Pennsylvania casinos would need to partner with software providers as none currently own platforms.

A 54 percent tax rate would only leave 46 percent to split between:

  • Casino.
  • Software provider.
  • Expenses related to hosting the games.

While the same burden applies to live casinos in Pennsylvania, these businesses provide food, drinks, and in some cases horse racing and hotels to generate revenue beyond the casino floor. Pennsylvania online gaming would not enjoy the same diversification opportunity.

Poker would be afflicted with a similar fate

Poker would also suffer from a high tax rate.

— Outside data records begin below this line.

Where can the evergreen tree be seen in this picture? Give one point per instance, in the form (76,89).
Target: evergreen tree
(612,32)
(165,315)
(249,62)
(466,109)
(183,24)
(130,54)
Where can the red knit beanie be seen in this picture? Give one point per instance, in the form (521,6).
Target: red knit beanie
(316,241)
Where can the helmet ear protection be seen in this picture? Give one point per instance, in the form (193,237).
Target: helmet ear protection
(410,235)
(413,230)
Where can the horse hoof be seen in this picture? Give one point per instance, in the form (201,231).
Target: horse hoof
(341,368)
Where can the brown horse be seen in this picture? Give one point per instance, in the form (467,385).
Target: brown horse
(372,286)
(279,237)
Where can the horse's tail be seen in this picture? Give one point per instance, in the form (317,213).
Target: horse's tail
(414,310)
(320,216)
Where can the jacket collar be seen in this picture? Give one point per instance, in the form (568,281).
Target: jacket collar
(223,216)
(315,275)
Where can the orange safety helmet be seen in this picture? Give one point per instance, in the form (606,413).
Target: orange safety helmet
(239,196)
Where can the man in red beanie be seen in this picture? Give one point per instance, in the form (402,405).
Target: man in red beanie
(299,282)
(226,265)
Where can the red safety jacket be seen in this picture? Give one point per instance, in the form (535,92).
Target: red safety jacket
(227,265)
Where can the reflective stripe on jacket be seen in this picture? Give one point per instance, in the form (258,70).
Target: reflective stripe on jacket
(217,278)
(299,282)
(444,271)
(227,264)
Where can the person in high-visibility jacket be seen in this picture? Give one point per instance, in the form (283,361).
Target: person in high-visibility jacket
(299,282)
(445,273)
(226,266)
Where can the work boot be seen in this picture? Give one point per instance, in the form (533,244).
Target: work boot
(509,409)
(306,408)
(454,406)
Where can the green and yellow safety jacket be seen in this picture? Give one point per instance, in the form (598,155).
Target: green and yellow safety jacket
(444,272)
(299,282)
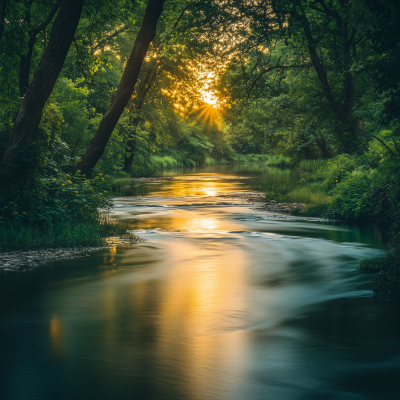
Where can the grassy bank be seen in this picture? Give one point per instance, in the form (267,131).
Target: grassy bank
(177,160)
(59,234)
(120,183)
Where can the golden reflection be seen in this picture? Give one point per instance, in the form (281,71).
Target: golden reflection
(56,337)
(204,223)
(198,317)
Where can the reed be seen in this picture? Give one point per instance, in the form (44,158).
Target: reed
(59,234)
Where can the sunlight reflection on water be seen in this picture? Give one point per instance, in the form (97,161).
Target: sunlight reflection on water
(217,303)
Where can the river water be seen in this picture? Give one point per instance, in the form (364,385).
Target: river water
(220,302)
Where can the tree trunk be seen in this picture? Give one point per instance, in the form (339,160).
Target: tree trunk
(125,89)
(3,6)
(44,78)
(323,147)
(131,146)
(131,142)
(25,60)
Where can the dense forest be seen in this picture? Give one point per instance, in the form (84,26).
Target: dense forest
(93,92)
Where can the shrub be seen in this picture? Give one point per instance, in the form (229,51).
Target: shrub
(62,198)
(371,265)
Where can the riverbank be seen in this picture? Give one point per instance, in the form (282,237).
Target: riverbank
(29,259)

The difference between Nevada and New Jersey can already be seen in an online poker comparison. rakes five percent of the pot in its games, while it takes 5.5 percent in New Jersey.

The rake caps are also higher in New Jersey. The VIP program returns as much as double in Nevada compared to New Jersey.

The Nevada online poker tax rate is 6.75 percent.  New Jersey taxes interactive gaming at a rate of 17.5 percent when including the 2.5 percent that goes towards the Casino Reinvestment Development Authority.

Astronomical taxes can also be attributed to high rake in regulated countries. PokerStars rakes 6.5 percent at most limits in France. The rake cap is €3 in most cash games, even at many micro limits. The tax rate in France is 46 percent.

This level of rake is unbeatable for virtually all players. Players will lose much faster than they are accustomed. This will create a high churn rate. The high tax rate will leave little for marketing.

The low player retention rate and high cost of acquisition compared to net revenue will make it very challenging for Pennsylvania online poker sites to subsist, let alone profit.

Unlicensed sites won’t lose their appeal

While some unlicensed online poker rooms and casinos may leave Pennsylvania if regulation occurs, some will not. These sites will offer a great value compared to the games operators in Pennsylvania could be forced to offer under a 54 percent tax rate.

This could create unfair competition, something well-written regulations and a reasonable tax rate could avoid.

There is no shame in generating tax revenue from online gaming regulation. It is easy to think that placing a high tax on an activity that creates a new market is the solution.

It will be much better for the industry to use a proper tax rate from the start as opposed to trying to fix it after players have already been churned out of the system due to high fees and house edges.